Los restos del viaje

El desvivir que mostró la dictadura a la hora de agasajar a los tres astronautas contrasta con la pereza que unos meses antes mostraron las autoridades españolas cuando la NASA pidió a los gobiernos amigos que redactaran un mensaje que sería convenientemente micrograbado en un disco de silicio del tamaño de una moneda y que iba a ser depositado en el suelo lunar en señal de buena voluntad, se supone que para generaciones futuras o para, quién sabe, alguna civilización alienígena que hiciera una parada en nuestro satélite. Se le pidió a 116 países. Enviaron sus palabras para la eternidad 73, jefes de Estado tan variopintos como Isabel II y Pablo VII.

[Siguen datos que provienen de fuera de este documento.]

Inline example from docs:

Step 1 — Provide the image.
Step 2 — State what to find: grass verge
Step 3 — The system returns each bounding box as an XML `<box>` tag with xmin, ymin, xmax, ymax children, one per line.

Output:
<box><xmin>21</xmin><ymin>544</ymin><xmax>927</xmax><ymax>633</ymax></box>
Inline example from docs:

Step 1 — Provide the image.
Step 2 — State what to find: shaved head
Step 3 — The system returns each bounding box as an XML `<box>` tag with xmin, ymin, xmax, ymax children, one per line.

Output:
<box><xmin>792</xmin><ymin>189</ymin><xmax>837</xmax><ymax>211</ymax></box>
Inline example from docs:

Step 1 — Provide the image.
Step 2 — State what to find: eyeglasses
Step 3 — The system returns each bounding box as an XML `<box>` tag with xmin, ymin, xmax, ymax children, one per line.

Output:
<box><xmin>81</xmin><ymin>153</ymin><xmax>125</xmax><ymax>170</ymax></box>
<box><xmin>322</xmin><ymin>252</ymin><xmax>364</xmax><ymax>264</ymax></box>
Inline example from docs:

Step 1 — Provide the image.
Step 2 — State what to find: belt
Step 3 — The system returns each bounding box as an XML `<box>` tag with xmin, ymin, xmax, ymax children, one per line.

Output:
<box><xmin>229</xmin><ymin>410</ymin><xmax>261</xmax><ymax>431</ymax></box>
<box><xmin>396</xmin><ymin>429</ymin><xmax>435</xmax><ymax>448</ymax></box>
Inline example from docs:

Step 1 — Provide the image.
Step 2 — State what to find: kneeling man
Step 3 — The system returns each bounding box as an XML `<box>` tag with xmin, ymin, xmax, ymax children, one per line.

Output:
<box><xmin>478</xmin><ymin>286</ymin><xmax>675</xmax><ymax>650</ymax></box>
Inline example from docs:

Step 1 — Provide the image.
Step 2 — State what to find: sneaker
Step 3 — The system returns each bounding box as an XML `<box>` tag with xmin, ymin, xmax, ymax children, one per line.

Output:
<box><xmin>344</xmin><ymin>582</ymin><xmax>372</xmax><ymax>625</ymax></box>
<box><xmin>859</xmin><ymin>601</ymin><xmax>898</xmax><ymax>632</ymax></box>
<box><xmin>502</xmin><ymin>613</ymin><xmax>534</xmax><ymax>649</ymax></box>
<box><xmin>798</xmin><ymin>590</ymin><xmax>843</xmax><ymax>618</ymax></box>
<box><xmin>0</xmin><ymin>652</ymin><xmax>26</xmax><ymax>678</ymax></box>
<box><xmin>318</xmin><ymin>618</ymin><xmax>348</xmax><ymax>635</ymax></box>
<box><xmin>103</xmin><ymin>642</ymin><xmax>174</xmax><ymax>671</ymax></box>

Franco, casi mejor así, no hizo los deberes. Eso sí, se llevó a casa meses después su porción del pastel lunar, que el día menos pensado tal vez asoma sus aristas en una subasta. Pasados 50 años, los recuerdos de aquellas expediciones han cotizado al alza. Este mismo viernes, como explica Ignacio Vidal-Folch en un estupendo relato sobre lo que son estas pujas de recuerdos a mano alzada, llegan a Christie’s los restos de aquel primer viaje al desierto lunar. Habrá que estar pendiente, no sea que en un lateral, con vistas al público, se distinga la silueta de Gutheinz.